Q. Are you working on any personal projects and, if so, what are they?

A. Haha, Confessions keeps me pretty busy since I’m still trying to figure out a good work method, but when I have the time, there’s a couple of mini comic ideas I’ve been trying to finish. Neither is more than 15 pages, but they’ve been taking me months since the technique and style is much more artistic and different than anything I’ve worked on in school. I also try to do a few cons every year, including anime and comic cons, and that means trying to put out a number of new illustrations and pin ups whenever I can work those in as well.

Q. How do you juggle your work load between college and your freelance life?

A. I actually try to make the two overlap whenever I can. If I learn a new technique for school, I figure out how I can apply it to what I’m doing for work, and sometimes I can develop a story I’ve been working on as writing exercises. It’s hard to be drawing assignments all the time and still try to make it feel like you’re having fun and enjoying it, so I like to try to stop and take breaks to sketch or paint things that are just for my pleasure.

Q. Who would you love to work with one day and why?

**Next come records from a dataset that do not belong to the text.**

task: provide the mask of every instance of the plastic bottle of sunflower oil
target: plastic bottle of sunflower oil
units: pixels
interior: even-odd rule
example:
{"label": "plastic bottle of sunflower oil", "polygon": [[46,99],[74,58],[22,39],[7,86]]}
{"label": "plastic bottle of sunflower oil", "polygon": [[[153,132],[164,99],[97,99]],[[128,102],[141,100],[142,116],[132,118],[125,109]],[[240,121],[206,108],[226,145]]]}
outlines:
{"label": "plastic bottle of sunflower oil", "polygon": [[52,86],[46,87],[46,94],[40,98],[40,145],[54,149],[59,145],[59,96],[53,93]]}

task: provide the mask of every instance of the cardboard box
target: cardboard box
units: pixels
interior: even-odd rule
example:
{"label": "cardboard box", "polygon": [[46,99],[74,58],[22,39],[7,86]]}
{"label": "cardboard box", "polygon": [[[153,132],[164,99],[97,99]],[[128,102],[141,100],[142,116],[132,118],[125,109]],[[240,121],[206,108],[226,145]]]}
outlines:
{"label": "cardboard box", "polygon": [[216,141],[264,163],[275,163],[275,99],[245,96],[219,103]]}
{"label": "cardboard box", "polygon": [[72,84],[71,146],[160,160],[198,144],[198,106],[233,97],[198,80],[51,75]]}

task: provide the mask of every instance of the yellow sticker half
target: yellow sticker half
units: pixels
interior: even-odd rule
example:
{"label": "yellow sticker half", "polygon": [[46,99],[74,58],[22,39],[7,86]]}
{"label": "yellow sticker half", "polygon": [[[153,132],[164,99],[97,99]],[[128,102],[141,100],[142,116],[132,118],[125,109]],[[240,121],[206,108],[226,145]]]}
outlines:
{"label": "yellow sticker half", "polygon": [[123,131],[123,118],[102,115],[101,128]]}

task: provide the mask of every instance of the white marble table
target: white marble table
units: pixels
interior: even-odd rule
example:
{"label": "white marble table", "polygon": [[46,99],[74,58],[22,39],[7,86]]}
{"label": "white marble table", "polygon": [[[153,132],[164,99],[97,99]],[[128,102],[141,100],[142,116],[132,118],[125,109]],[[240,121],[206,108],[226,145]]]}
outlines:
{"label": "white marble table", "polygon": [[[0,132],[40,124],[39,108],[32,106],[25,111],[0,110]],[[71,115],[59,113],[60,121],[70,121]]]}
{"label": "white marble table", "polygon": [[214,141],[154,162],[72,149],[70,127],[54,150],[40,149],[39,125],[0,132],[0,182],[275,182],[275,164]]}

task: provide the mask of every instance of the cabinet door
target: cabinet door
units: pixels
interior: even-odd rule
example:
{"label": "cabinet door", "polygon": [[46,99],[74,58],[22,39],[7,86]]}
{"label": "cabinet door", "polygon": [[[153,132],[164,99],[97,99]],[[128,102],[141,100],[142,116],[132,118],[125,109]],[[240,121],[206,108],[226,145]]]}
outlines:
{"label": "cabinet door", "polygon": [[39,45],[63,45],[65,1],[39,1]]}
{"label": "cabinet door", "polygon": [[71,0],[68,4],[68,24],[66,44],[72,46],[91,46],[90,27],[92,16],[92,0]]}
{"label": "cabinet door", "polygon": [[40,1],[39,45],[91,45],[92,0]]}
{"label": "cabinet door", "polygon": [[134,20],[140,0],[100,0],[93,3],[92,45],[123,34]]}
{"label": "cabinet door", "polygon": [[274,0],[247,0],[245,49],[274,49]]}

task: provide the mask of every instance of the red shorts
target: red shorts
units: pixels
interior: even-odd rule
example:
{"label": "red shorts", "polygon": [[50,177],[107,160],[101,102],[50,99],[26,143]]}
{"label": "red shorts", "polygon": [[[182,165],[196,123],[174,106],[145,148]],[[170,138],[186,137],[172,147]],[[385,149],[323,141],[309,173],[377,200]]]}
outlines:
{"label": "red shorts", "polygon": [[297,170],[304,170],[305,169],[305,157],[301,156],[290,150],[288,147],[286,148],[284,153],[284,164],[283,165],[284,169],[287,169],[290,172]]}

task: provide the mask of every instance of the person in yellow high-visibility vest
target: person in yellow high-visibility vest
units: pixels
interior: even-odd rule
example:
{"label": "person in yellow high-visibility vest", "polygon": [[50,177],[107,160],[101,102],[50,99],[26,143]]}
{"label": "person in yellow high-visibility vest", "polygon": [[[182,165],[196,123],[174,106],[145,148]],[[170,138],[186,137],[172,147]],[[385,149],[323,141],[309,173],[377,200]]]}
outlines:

A. Haha, I have a total writer crush on Neil Gaiman and Brian Wood. I love almost everything these two have put out (Gaiman’s novels in particular) and would love to have a chance to work from one of their scripts.

Q. Where do you hope to see yourself professionally in five to ten years?

A. In Five Years? I hope to be teaching, preferably on a college level (SCAD’s still stuck with me a while longer while I attend Grad school!) and still working on comics. In ten years, who knows? I definitely want to still be involved with comics in some way, but I want to start learning the printing side of the business as well—maybe get started on editing or even start my own publishing company. My goal is to be able to teach and show everyone the techniques manga artists often employ that appeal to so many people, while balancing it with western ideas that make comics successful here. I’ve got my work cut out for me, in other words.


Now take some time to check out some of Cara's work!




7 comments:

Cara M. said...

thanks guys! I'm incredibly flattered to be picked! I just want to quickly note that under influences when I say Brian Wood, I meant Ryan Kelly. Go me!

Rick Lovell said...

Congrats Cara... well deserved. Hope we can work together before you graduate.

Pat Bollin said...

ZOIKS!!! I've been replaced! :) Congrats, Cara. You rock! I really enjoyed the interview! I'm still trying to figure out what your working method is for the green toned art. So give!

Jackie Lewis said...

Cara, you must school me on watercolors!! Your arts are gorgeous!!

Jeremy Nguyen said...

Magnificent! Great post guys, i love the idea of covering students and we hope to be doing the same over here in SAV at SEQALab. Much love!

Domo stanton said...

YAY CARA!!! I knew you'd be up there eventually!

Nolan Woodard said...

I made that edit for you, Cara. Congrats again!